It’s a story heard a lot these days. Alcohol-related arrests of drivers operating a car under the influence is skyrocketing in many places.
In the Province of Ontario, Canada, the Ontario Provincial Police (OPP) agency announced that impaired driving arrests were up in January 37% compared to the same time last year. OPP Officers logged 118 impaired driving charges in January, versus 86 charges in January of 2014.
The latest statistics come on the heels a fatal crash on Highway 401 in Whitby that claimed the life of a 51-year-old man. A 31-year-old North York man is facing impaired driving charges. Also, the number of crashes this year is up significantly over last year. Police said 29 people died on OPP-patrolled roads from Jan.1 to Feb. 2, compared to 21 in January of 2014—an increase of 38%.

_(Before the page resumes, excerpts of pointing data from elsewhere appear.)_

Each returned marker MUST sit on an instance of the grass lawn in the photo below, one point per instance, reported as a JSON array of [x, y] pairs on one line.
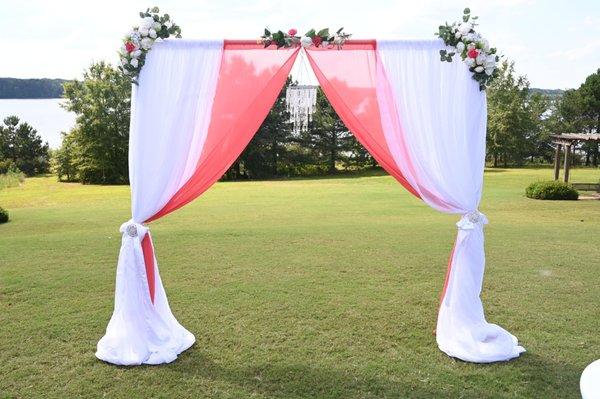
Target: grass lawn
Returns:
[[324, 288]]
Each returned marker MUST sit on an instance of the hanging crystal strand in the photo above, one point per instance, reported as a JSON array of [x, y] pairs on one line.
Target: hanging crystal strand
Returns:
[[301, 100]]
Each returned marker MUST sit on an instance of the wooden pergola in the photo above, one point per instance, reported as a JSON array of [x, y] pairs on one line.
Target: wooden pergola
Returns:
[[568, 140]]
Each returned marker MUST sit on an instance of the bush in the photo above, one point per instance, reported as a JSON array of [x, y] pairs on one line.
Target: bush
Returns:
[[12, 178], [3, 216], [551, 190]]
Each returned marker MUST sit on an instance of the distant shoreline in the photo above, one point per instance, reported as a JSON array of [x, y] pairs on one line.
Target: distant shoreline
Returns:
[[31, 89]]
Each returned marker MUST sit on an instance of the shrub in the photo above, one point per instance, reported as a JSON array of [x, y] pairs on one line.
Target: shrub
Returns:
[[551, 190], [3, 216], [12, 178]]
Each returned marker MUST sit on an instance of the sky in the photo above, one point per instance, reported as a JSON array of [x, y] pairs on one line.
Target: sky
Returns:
[[555, 43]]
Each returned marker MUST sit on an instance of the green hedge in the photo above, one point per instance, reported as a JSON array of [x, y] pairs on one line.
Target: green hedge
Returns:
[[551, 190], [3, 216]]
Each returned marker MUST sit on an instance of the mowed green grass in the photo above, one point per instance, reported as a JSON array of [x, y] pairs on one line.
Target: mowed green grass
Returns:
[[323, 288]]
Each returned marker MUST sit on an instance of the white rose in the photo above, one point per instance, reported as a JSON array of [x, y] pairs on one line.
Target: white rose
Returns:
[[480, 59], [146, 43], [465, 28], [147, 23], [486, 45], [306, 41]]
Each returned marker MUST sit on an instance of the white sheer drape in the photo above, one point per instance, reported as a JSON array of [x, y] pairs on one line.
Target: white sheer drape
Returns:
[[166, 138], [434, 120]]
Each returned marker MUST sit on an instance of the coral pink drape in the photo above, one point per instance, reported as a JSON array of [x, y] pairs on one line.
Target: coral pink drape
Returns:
[[348, 78], [250, 80]]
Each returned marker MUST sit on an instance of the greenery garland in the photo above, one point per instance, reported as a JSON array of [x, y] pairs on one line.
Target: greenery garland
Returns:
[[473, 48], [321, 38], [154, 27]]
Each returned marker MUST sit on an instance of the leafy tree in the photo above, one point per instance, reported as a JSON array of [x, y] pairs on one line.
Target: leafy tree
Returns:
[[327, 137], [65, 159], [101, 136], [590, 93], [266, 154], [514, 117], [21, 147], [578, 111]]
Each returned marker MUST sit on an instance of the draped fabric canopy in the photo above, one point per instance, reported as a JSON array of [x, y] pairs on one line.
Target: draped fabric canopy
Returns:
[[199, 103]]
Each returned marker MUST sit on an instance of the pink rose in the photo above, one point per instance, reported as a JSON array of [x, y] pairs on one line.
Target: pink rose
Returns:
[[473, 53], [129, 47]]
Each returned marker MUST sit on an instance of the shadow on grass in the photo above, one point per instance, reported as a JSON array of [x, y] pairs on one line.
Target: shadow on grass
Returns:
[[535, 376], [300, 380], [340, 175]]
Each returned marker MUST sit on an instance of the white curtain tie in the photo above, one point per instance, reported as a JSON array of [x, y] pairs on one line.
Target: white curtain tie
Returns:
[[471, 219], [133, 229]]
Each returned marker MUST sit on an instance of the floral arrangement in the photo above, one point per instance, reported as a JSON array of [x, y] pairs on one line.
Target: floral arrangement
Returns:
[[139, 41], [310, 38], [474, 50]]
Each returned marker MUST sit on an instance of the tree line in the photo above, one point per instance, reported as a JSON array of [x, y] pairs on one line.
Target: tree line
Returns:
[[520, 122], [31, 88]]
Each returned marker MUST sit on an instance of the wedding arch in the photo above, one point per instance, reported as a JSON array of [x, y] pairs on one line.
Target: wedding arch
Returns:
[[196, 106]]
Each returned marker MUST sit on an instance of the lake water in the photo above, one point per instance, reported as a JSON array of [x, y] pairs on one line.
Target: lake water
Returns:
[[45, 115]]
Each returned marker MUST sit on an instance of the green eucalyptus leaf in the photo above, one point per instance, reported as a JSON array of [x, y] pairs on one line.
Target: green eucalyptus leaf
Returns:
[[323, 32]]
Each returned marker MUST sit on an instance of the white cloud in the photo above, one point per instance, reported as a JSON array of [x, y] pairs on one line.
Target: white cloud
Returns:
[[66, 35]]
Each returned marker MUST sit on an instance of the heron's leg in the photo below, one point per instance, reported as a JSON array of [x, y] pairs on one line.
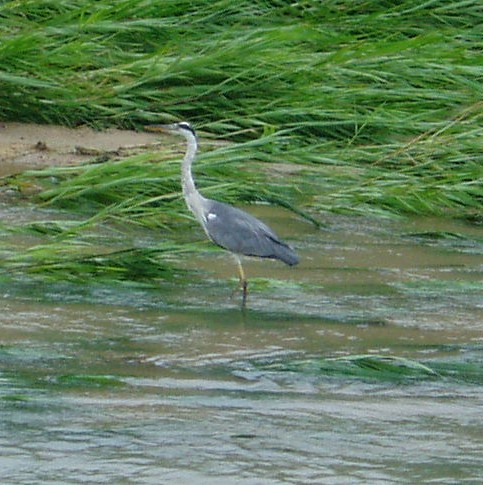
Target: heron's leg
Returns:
[[243, 280]]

Under the Highway Traffic Act, there has also been an increase of around 49% in the number of street racing charges in January—103 charges—versus the same month last year—69 charges. Provincially, the number of street racing and criminal driving charges were also up by 46%—185 charges in January and 271 charges in January of 2015, respectively.

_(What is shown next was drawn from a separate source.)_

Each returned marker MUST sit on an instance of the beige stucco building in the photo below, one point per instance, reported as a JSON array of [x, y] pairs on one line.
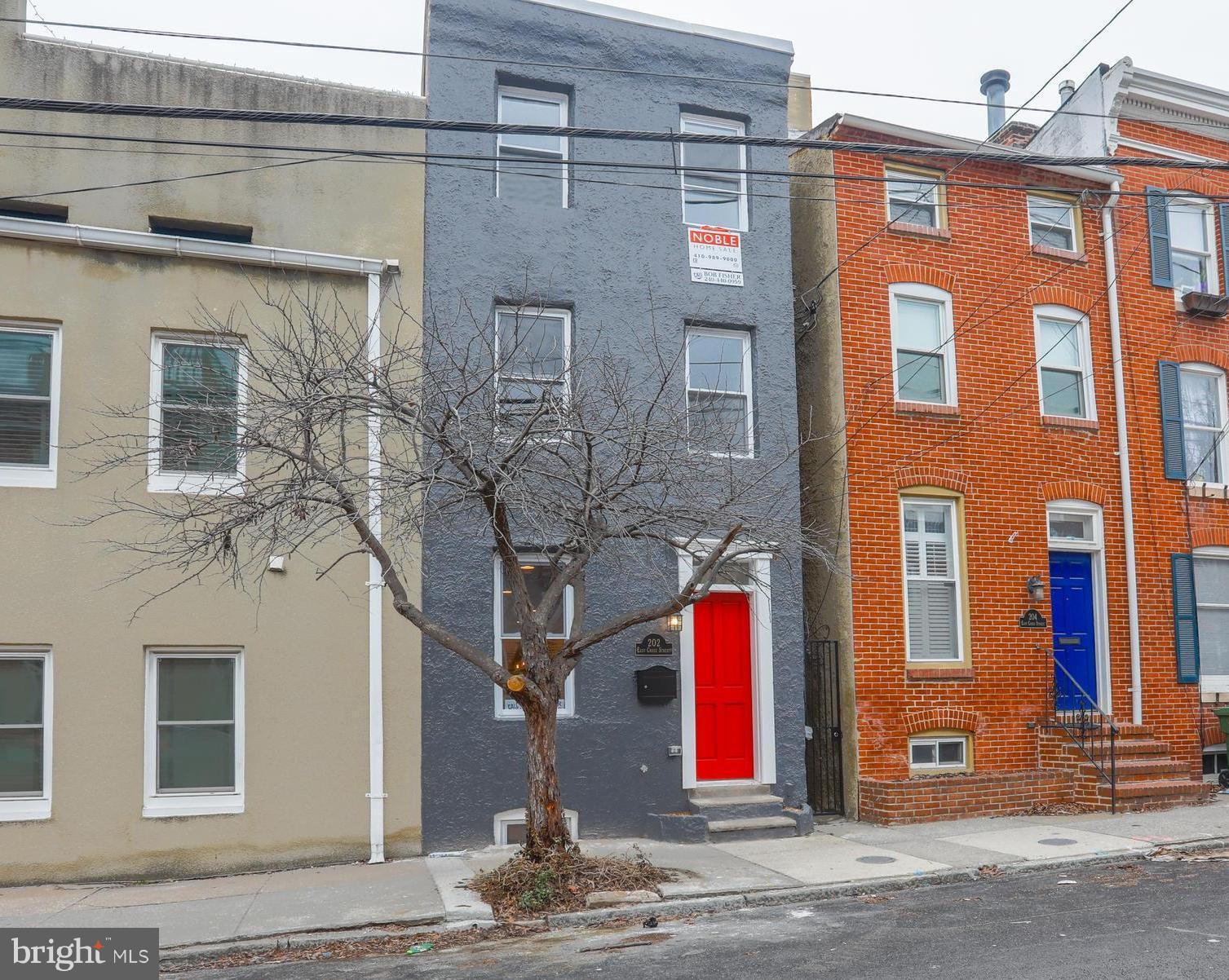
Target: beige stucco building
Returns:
[[218, 730]]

The OPP’s Highway Safety Division said officers will continue to crack down on what they call “the Big 4″ — impaired driving, distracted driving, aggressive driving and people not wearing their seatbelts.
Data from Canada from 1986 to 2011 shows the vast majority of those charged with drinking and driving are male. In 2011, there were 90,277 impaired driving incidents with 82.4% charged being males and 19.6% females. However, there’s been a steady increase in impaired female drivers since the 1980s, while the number of impaired male drivers has decreased slightly. Numbers from 2011 also show the highest impaired driving rates occurred within the 20-to-24 age group. The rates decrease with increasing age.